Don’t Forget to Grab Joy!

Joy: 1

Nothing brings me greater joy than catalyzing others to dance, move, be in their bodies.–Dr. Deborah Cohan

The story that inspired today’s post may be one that you have already seen, because it has gotten huge media coverage.  Dr. Deborah Cohan asked her medical team to do a flash mob with her in the operating room before her double mastectomy.  If you have missed the story or the video, here’s the link:

I don’t know about you, but watching this video made me smile, and made me tear up.  Part of this is that I have dear friends and loved ones that have faced mastectomy, so I know what a big deal it is to do it with a smile, let alone with a joyful dance.

A bigger thing that grabbed me as I watched this video and read about the story was this: Deborah Cohan knows what brings her joy.  And in the face of something big and scary, she is grabbing on to that joy with both hands.  And she is giving her friends and family (and the rest of us) a chance to feed her joy, because she invited anyone who hears about her story to create a video and share it.

When we are ill, or sad, or scared–it can be easy to lose track of our joy.  It can feel like joy gets drowned out in the day-to-day grind of our various jobs.

That’s why it is so important to know what brings you joy, and to be an active agent into creating that joy in your own life.  Joy won’t mean that you aren’t scared. It won’t take away grief or stress.  Instead, joy can be the balancing element that helps us endure the hard stuff.

If you are reading this and saying, “But I don’t know what brings me joy–I’ve been sad too long,” then I’d like you to think about the last time you remember smiling, or laughing–even for a few seconds.  What were you doing?  What was happening around you?  Where were you?  Do you get your joy from others or from a few solitary moments with nature?

What Deborah Cohan reminds us is this–if you know yourself, you can grab joy even in the midst of big and scary things.  You can take an out-of-control time in your life and shape it to reflect your own values.  We can’t choose the hard things that we will be forced to face, but we can choose not to let go of our joy.

What’s your joy?  When have you grabbed it tight?

2 thoughts on “Don’t Forget to Grab Joy!

  1. The night before she died- and she was very aware she was dying- my Mom received a visit from my niece and her five year old son. Mom had been sleeping for six hours, soundly and peacefully.

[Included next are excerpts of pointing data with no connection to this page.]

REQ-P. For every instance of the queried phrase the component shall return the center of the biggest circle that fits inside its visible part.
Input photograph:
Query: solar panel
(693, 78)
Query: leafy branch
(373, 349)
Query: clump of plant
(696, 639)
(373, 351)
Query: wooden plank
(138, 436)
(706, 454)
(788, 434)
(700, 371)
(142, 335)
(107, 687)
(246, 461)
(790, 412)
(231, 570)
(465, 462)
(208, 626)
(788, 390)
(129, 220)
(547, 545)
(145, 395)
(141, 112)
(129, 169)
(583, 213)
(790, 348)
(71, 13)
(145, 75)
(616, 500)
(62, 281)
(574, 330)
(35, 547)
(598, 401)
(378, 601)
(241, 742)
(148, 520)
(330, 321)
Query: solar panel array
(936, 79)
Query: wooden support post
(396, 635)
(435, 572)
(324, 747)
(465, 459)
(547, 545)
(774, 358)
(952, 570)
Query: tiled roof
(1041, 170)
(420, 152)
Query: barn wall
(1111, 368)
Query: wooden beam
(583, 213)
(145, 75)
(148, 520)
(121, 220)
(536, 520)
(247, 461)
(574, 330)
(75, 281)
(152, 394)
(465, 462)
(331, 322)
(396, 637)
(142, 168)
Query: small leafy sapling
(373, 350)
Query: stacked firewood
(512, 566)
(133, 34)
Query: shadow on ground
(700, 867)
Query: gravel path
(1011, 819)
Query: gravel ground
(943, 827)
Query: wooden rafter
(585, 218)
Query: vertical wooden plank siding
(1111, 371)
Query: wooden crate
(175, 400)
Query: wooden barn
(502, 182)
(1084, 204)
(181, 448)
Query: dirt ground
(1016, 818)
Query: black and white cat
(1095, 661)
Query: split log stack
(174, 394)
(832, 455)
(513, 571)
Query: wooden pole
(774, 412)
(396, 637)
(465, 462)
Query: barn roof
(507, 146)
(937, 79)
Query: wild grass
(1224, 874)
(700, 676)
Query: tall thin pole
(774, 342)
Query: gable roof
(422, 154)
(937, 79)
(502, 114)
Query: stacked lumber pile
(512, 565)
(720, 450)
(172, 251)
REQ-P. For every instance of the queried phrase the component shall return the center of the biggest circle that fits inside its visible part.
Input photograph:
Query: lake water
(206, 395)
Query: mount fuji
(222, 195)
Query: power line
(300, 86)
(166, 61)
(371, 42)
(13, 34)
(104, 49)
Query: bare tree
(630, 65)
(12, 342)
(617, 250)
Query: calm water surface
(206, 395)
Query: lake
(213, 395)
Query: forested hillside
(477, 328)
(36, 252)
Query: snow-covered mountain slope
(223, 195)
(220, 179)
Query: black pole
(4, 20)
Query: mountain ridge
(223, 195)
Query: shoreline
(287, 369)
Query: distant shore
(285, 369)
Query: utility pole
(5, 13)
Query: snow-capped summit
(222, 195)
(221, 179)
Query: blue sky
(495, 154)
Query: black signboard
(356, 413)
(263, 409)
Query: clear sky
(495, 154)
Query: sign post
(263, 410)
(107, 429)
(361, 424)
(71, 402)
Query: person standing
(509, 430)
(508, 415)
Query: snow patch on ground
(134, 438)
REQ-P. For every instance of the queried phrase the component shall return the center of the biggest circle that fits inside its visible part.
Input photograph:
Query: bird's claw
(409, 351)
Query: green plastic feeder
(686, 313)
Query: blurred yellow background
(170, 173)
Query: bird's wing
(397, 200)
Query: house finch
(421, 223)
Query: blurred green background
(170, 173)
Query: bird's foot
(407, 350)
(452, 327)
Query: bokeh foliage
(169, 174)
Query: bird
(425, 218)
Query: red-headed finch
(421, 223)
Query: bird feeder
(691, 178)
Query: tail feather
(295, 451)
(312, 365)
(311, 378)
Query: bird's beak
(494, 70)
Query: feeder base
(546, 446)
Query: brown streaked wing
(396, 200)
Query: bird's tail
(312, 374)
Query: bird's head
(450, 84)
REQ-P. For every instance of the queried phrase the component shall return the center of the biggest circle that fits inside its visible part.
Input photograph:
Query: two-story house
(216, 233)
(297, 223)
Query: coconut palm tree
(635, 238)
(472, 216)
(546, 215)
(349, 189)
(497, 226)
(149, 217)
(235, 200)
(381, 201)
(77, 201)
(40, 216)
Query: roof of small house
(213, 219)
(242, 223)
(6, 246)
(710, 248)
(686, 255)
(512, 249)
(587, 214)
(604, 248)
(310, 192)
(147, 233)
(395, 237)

But she became wide awake, andher smile lit up heavens. She tried to speak butwas ffarttoo weak. Kim joked with her, and Mom gave her wonderful, tiny Beavis and Butthead laugh, and tried desperately to stay awake for more than a minute. She would not wake again. But what a gift that final joy was to us, how rich the summing up of her life in this final, hugely symbolic act of the will. How much that has taken the sting of pain from her death. Thank you so much for this laugh in the face of death, Mom, this final affirmation of life. And thank you so much for that joyous dance, Doctor!